Code#1: (channel capacity=3, channel length=3, loop length=4)
func squares(c chan int) {
for i := 0; i <= 3; i++ {
num := <-c
fmt.Println(num * num)
}
}
func main() {
fmt.Println("main() started")
c := make(chan int, 3)
go squares(c)
c <- 1
c <- 2
c <- 3
fmt.Println("main() stopped")
}
Output:
main() started
main() stopped
Explanation: In the above program, channel c has a buffer capacity of 3. That means it can hold 3 values. Since the buffer is not overflowing (as we didn’t push any new value), the main goroutine will not block and the program exists. I have understood this example.

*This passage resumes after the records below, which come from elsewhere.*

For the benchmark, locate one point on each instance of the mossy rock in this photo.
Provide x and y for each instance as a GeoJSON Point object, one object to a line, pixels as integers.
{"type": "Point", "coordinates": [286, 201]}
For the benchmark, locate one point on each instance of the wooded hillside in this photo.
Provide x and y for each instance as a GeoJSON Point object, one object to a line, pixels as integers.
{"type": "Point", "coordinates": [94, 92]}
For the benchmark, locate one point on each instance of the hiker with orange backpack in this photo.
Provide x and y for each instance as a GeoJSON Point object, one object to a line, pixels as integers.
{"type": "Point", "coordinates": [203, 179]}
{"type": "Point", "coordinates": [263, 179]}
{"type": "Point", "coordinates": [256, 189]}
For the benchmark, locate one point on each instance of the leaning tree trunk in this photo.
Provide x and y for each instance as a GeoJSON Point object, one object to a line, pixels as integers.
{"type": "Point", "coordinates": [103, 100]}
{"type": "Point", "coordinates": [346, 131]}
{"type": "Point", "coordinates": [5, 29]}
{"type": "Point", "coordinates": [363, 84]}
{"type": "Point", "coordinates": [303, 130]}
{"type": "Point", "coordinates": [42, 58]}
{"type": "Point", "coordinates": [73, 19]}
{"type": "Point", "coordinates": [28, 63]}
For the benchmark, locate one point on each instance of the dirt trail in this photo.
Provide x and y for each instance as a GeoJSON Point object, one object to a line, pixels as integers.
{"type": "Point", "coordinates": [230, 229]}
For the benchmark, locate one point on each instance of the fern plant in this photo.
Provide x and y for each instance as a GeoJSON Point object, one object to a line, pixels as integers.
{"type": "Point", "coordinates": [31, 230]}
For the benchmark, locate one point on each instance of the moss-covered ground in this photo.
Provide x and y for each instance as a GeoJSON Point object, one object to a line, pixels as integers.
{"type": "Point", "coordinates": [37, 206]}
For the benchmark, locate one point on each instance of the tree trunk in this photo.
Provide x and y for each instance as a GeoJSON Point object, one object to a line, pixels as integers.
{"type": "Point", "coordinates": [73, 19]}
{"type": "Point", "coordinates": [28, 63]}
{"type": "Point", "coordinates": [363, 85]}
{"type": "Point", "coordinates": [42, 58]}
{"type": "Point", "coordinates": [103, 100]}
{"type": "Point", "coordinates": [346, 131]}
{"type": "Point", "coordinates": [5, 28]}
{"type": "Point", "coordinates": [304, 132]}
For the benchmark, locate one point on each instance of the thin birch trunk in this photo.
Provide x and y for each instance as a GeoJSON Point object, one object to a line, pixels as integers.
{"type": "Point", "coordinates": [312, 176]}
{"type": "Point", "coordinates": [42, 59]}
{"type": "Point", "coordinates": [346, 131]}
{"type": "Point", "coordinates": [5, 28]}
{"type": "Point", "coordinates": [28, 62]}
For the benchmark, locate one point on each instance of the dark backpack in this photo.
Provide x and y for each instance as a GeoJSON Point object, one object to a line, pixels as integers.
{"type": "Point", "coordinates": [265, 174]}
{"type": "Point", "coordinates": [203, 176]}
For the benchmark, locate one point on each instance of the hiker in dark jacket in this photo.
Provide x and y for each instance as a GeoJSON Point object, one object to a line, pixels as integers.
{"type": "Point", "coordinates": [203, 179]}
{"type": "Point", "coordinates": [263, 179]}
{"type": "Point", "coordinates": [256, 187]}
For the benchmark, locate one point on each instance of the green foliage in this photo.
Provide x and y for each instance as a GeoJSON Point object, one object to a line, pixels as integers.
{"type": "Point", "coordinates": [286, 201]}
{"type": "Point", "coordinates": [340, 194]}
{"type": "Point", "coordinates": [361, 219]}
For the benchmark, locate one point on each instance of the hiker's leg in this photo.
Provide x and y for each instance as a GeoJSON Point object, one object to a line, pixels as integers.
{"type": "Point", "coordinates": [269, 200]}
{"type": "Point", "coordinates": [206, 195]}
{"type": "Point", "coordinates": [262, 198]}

Code#2: (channel capacity=3, channel length=4, loop length=4)
func squares(c chan int) {
for i := 0; i <= 3; i++ {
num := <-c
fmt.Println(num * num)
}
}
func main() {
fmt.Println("main() started")
c := make(chan int, 3)
go squares(c)
c <- 1
c <- 2
c <- 3
c <- 4 // goroutine blocks here
fmt.Println("main() stopped")
}
Output:
main() started
1
4
9
16
main() stopped
Explanation: As now a filled buffer gets the push by c <- 4 send operation, main goroutine blocks and squares goroutine drains out all the values. It is also understood by me.
Code#3: (channel capacity=3, channel length=5, loop length=5)
func squares(c chan int) {
for i := 0; i <= 4; i++ {
num := <-c
fmt.Println(num * num)
}
}
func main() {
fmt.Println("main() started")
c := make(chan int, 3)
go squares(c)
c <- 1
c <- 2
c <- 3
c <- 4 // goroutine blocks here
c <- 5
fmt.Println("main() stopped")
}
Output:
main() started
1
4
9
16
25
main() stopped
Explanation: I have added another value to the channel which is 5. Although the channel capacity is only 3.
I understand that until the channel receives n+1 send operations, it won’t block the current goroutine. On the value 4, it receives n+1 operations, that's why goroutine gets blocked and drains out all the values but what I am unable to understand is that how n+2 operations are dealt by channel. Is it because we have read the values from the channel and we have more space for reading?